The downturn in property sales is having a positive effect on buy-to-let, a survey from the Royal Institution of Chartered Surveyors (Rics) suggests.

With people putting off buying a home, demand for rented property rose at its fastest pace since July 2007, it said.

That extra demand has pushed up rents. Gross yields rose at the quickest rate since the survey started in 1999.

However, with property selling more slowly, Rics said that the number of homes up for rental had also jumped.

This could see rents fall over the longer term, should the supply of properties outstrip demand, analysts said.

Rics said it saw instructions to let property rise by 29% in the three months to April.

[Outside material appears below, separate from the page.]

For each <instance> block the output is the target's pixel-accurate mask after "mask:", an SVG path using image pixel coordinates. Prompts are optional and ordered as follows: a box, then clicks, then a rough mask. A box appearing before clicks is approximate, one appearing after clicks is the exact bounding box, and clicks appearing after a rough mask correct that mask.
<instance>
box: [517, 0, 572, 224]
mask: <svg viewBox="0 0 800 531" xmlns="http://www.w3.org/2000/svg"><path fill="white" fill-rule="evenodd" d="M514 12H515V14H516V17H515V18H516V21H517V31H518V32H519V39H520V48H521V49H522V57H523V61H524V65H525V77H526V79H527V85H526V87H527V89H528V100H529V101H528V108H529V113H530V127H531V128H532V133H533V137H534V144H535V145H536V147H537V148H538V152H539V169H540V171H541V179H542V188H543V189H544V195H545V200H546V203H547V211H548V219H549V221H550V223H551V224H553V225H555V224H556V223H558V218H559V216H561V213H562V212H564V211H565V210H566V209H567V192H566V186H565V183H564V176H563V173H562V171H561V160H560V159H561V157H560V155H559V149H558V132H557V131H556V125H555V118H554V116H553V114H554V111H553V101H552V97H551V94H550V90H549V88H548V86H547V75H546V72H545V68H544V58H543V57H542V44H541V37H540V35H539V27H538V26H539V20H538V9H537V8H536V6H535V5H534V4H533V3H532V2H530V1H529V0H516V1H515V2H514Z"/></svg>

This compared with a 2% fall in the previous three months.

"The sales market's loss is the lettings market's gain," said Rics spokesperson James Scott-Lee.

"Some would-be sellers are retreating from selling and letting or re-letting their properties as they wait for mortgage lenders to offer buyers more favourable lending criteria," he added.

Rics said 28% more of its surveyors reported an increase in new tenant lettings than a fall, compared with 17% in January.

Rent rises

Rics said 23% more UK surveyors reported a rise in gross yields, compared with 5% in the previous quarter. It added that gross yields were now increasing at their fastest pace since the survey began in April 1999.

This seems to be halting the recent retreat of landlords from the market.

Landlords selling their properties when tenant leases expire fell from 4.6% in the previous quarter to 4.2%, the survey showed.

The problems in the housing market were primarily the result of the credit crunch in the banking system, which caused severe damage to the balance sheets of many of the UK's lenders.

Subsequently, they have been forced to increase credit repayments and pull many of their better mortgage deals, particularly for those without a significant deposit.

This has weighed on the ability of would-be house buyers to obtain a mortgage and a number of recent housing surveys have shown that lending is on a downward spiral, while house prices are also falling.

Earlier this week, Rics predicted property sales could fall by 40% this year.